Constant memory
Constant memory is very fast but it had 2 downsides:
-as name says is constant - only for read
-you can have 65kB
The CUDA language makes available another kind of memory known as constant memory. As the name may indicate, we use constant memory for data that will not change over the course of a kernel execution.
There is a total of 64 KB constant memory on a device. The constant memory space is cached. As a result, a read from constant memory costs one memory read from device memory only on a cache miss; otherwise, it just costs one read from the constant cache.
//declare constant memory
__constant__ float cangle[360];
__global__ void test_kernel(float* darray)
{
int index;
//calculate each thread global index
Index = blockIdx.x * blockDim.x + threadIdx.x;
#pragma unroll 10
for(int loop=0;loop<360;loop++)
darray[index]= darray [index] + cangle [loop] ;
return;
When it comes to handling constant memory, NVIDIA hardware can broadcast a single memory read to each half-warp. A half-warp—not nearly as creatively named as a warp—is a group of 16 threads: half of a 32-thread warp. If every thread in a half-warp requests data from the same address in constant memory, your GPU will generate only a single read request and subsequently broadcast the data to every thread. If you are reading a lot of data from constant memory, you will generate only 1/16 (roughly 6 percent) of the memory traffic as you would when using global memory. But the savings don’t stop at a 94 percent reduction in bandwidth when reading constant memory! Because we have committed to leaving the memory unchanged, the hardware can aggressively cache the constant data on the GPU.
So after the first read from an address in constant memory, other half-warps requesting the same address, and therefore hitting the constant cache, will generate no additional memory traffic.

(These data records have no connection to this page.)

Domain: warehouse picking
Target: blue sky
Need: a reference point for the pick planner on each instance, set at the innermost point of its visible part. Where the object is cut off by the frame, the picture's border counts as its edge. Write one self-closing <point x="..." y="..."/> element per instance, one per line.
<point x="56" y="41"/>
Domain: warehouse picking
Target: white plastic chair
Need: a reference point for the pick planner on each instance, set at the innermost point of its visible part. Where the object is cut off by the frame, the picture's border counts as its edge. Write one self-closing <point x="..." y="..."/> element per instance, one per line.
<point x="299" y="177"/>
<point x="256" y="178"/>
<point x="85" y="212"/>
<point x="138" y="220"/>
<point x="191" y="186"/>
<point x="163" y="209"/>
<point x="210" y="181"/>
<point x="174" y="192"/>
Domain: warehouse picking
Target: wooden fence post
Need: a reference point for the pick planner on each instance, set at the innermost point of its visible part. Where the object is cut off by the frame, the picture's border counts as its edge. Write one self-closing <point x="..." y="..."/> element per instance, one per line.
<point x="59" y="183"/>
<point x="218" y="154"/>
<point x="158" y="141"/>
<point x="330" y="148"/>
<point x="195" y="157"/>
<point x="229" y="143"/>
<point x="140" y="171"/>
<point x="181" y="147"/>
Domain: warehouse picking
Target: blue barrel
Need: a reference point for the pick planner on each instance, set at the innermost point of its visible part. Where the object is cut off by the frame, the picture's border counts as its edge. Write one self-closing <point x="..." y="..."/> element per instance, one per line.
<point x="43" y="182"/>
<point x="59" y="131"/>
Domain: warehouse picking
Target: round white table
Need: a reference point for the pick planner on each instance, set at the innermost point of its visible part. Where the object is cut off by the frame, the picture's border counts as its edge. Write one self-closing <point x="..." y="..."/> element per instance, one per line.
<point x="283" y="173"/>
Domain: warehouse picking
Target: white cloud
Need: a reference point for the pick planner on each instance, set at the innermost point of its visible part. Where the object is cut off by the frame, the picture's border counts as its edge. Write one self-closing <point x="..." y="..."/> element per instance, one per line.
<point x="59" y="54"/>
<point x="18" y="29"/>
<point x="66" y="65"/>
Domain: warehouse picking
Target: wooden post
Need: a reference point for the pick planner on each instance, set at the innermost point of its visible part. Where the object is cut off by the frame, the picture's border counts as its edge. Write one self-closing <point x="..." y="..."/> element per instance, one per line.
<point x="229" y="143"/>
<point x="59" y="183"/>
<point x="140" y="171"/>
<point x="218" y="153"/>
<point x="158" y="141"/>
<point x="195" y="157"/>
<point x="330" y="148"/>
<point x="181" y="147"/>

The trade-off to allowing the broadcast of a single read to 16 threads is that the 16 threads are allowed to place only a single read request at a time. For example, if all 16 threads in a half-warp need different data from constant memory, the 16 different reads get serialized, effectively taking 16 times the amount of time to place the request. If they were reading from conventional global memory, the request could be issued at the same time. In this case, reading from constant memory would probably be slower than using global memory.